Migraine is associated with the development of adult patients with inflammatory bowel disease: a nationwide, population-based study.


Lee CH, Han K, Lee HJ, Yu H, Kim S, Choi K, Koh SJ, Im JP, Kim JS


It has been reported that migraine is more common in patients with inflammatory bowel disease (IBD) than in general. However, the impact of migraine on the development of IBD has not yet been elucidated. The aim of this study was to determine the association between migraine and the development of IBD. This nationwide population-based cohort study was conducted using the Korean National Health Insurance Service (NHIS) database. A total of 10,628,070 people aged 20 years or older who had undergone a national health examination conducted by the NHIS in 2009 were followed up until 2017. The study population was divided into two groups according to the presence or absence of migraine. We analyzed the incidence of newly developed IBD, Crohn’s disease (CD), or ulcerative colitis (UC) during the follow-up period.
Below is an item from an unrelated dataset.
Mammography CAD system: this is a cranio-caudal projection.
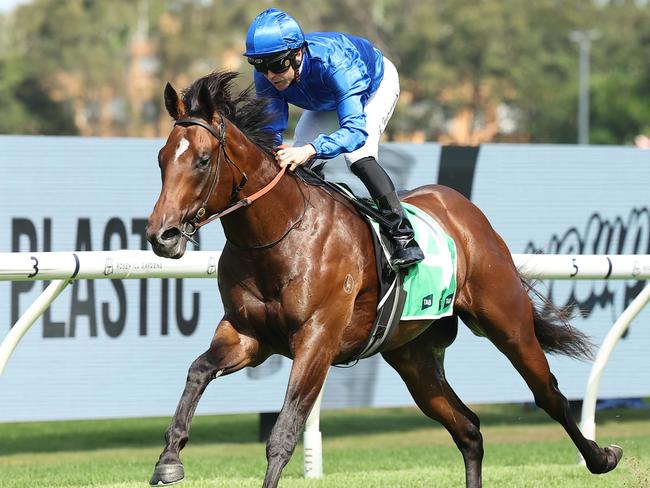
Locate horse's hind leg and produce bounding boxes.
[383,317,483,488]
[149,320,258,486]
[461,282,623,473]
The incidence of IBD was significantly higher in patients with migraine (adjusted hazard ratio [aHR] with 95% confidence interval [95%CI] of 1.31 [1.173-1.468], p < 0.001), CD (aHR with 95%CI of 1.58 [1.237-2.013], p < 0.001) and UC (aHR with 95%CI of 1.26 [1.106-1.424], p < 0.001) than in those without migraine. After 5 years of follow-up, those with migraine showed curves implying cumulative incidences of IBD with a steep increase, especially for CD. In subgroup analysis, migraine was associated with the risk of UC in males (aHR, 1.431 vs. 1.117; interaction p = 0.042). Migraine is significantly associated with the development of IBD. Patients with migraine should be monitored carefully for the development of IBD.